A new report ‘Eating Wild Animals: Rewards, Risks and Recommendations’ led by experts of the International Livestock Research Institute (ILRI), uncovers the perils and promise of wild meat hunting, consumption and trade in Africa and Southeast Asia.
The report was launched on 20 September 2024 at the 8th World One Health Congress in Cape Town, South Africa. It is the first evidenced-based synthesis to focus on “wild meat” nutrition and disease issues rather than wildlife conservation alone, integrating ecology and epidemiology sciences and concerns for both human well-being and animal welfare.
The report details how vast numbers of wild animals are hunted, sold and eaten across the world for meat and medicines, and how this trade can be reshaped to maintain the benefit of meat for millions of people while reducing inherent risks.
Such reshaping will require understanding how attitudes and practices in Asia and Africa differ regarding wild meat, and how best to balance the need for poor people’s consumtpion of wild protein with the need to reduce the risk of zoonotic diseases spilling over from wild animals to people.
Wildlife as food
The authors state that it would be currently impossible and also immoral to attempt to ban the hunting, selling and eating of wild meat. Across sub-Saharan Africa and East and Southeast Asia, around 400 million people depend on wild meat hunting and consumption.
At least 15 countries, mostly in Africa, would risk food insecurity if wild meat were excluded from diets. In at least 62 countries, wildlife and wild fish provide at least 20% of animal protein in rural household diets.
In Africa, consumption of wild meat is often much higher than livestock meat. Foragers may eat on average 38 kg of wild meat a year and farmers 16 kg of wild meat, compared to typically 19 kg of livestock meat.
Wildlife as economic opportunity
The authors propose the humane production of wild meat from extensively grazed ruminants could place Africa as a significant trading partner on the global wild meat platform.
One to five million metric tonnes of wild meat are extracted each year in Africa. The value of the wild meat trade alone is likely over USD 1 billion per year, and possibly several times that amount. In several countries, the focus is already shifting from wildlife tourism to wildlife farming.
In Southeast Asia, wild meat confers high status and is regarded as a health food and medicine. The illegal wildlife trade in Southeast Asia is estimated at USD 8–11 billion and likely exceeds that, potentially representing significant lost revenue. However, wild meat does not offer much for human nutrition or health in this region.
The report details where data are lacking and recommends areas of research to develop wild meat as an economic resource, and proposes how to manage supply and demand such as through acceptable alternatives like subsidised livestock meat.
Wildlife as a risk
The authors also recommend practices and research priorities to mitigate the risks to biodiversity conservation, and of zoonotic disease outbreaks, related to wild meat production and consumption.

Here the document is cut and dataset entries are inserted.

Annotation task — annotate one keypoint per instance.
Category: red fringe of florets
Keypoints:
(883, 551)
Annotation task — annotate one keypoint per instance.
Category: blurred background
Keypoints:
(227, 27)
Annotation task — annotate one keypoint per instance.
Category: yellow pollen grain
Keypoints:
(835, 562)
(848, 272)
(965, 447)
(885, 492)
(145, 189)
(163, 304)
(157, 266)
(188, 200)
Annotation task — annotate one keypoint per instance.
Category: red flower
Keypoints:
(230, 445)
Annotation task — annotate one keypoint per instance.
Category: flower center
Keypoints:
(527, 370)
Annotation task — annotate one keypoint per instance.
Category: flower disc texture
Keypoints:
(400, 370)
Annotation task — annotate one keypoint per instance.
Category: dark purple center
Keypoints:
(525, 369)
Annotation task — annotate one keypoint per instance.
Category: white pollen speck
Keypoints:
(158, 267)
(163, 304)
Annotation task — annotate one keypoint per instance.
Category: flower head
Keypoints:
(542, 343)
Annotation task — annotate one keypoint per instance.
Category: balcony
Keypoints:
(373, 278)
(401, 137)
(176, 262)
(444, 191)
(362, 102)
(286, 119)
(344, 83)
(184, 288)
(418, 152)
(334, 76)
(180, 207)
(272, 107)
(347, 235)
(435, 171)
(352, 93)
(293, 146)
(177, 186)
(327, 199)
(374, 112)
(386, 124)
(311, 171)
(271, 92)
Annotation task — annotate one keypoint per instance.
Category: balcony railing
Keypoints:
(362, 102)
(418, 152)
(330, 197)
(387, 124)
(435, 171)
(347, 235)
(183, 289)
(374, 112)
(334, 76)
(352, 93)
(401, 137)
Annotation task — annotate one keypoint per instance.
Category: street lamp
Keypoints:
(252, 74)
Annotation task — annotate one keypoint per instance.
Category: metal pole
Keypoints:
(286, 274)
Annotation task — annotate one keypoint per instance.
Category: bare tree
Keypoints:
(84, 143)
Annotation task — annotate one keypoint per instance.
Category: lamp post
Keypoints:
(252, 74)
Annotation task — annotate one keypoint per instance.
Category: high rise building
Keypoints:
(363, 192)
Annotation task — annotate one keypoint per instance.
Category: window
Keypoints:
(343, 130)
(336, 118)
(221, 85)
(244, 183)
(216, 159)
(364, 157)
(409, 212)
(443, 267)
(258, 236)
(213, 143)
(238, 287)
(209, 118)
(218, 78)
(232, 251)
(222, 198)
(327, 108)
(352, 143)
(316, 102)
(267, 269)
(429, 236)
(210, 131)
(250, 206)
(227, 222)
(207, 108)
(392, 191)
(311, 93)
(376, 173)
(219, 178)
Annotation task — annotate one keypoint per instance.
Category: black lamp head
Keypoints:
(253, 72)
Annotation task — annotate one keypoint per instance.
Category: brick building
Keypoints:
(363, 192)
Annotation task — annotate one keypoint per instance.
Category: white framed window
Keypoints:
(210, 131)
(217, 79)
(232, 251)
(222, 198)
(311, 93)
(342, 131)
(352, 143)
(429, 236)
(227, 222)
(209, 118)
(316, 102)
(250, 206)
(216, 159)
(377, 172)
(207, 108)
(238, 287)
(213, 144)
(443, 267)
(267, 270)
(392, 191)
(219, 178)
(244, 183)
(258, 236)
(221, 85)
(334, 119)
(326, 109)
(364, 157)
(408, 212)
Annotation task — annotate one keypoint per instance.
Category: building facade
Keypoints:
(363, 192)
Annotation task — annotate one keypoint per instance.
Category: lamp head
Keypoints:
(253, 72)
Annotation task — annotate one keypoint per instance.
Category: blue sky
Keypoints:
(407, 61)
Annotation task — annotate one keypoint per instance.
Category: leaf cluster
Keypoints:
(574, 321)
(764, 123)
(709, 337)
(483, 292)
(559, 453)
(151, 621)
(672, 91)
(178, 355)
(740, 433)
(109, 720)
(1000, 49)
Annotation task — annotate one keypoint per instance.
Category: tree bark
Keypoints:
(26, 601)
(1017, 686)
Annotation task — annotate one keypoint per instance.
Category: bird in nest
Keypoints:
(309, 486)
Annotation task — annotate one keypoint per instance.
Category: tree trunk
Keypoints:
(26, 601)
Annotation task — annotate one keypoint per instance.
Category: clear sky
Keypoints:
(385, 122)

While wildlife farming presents an alternative to hunting, the current state of intensive wildlife farming is an unacceptably dangerous practice that risks zoonotic disease emergence, and yet has thus far escaped global attention and regulation. This is despite recent pandemics and international health threats caused by animal disease spillovers, such as Ebola, COVID-19 and mpox.
Wildlife and a new approach
The report proposes a new four-pronged “Eco-Epi-Well-Wel” approach to reframe current understanding of wild meat value chains and offer practical ways to make them fairer, safer and more sustainable.
This approach would 1) incorporate ecological betterment; 2) reduce epidemiological risk for humans and animals; 3) improve well-being of people, especially in under-nourished populations of the Global South; and 4) improve the welfare of wild and domestic animals, especially considering there is no existing research on wildlife farming and well-being.
Current ‘regulate and conserve’ approaches to wild meat are insufficient or unsustainable. The authors propose novel approaches to change consumption patterns of wild meat, highlighting the very recent rapid shift in attitudes towards dog meat in South Korea from ‘appealing’ to ‘appalling’. Making better use of ‘food disgust’—a basic and universal emotion that evolved to protect humans from pathogens—could be more effective in managing the wild meat trade than imposing legal restrictions.
‘Basically’, says lead author Delia Grace, joint appointed scientist at ILRI and the Natural Resources Institute, University of Greenwich, UK, ‘we want to discourage intensive farming of wild animals but promote humane well-managed conservancy and community based approaches.’
ILRI director general Appolinaire Djikeng says: “This report provides a comprehensive analysis of the benefits and risks associated with the wild meat value chain. At its core is the One Health approach, which highlights the interconnectedness of human, animal, and environmental health. The findings underscore the need for sustainable practices that protect not only human health but also the welfare of wild animals and the ecosystems they inhabit.”
ILRI has been researching wild meat in Africa and East and Southeast Asia regions for many decades. The report also applies the lessons of ILRI’s extensive research into informal, traditional food markets to provide recommendations on how to de-risk wild meat markets, especially through providing training and technology for actors, better policy and regulation, and incentives for behaviour change.
This report will be invaluable for organizations working in the health, veterinary, welfare, environment and wildlife sectors.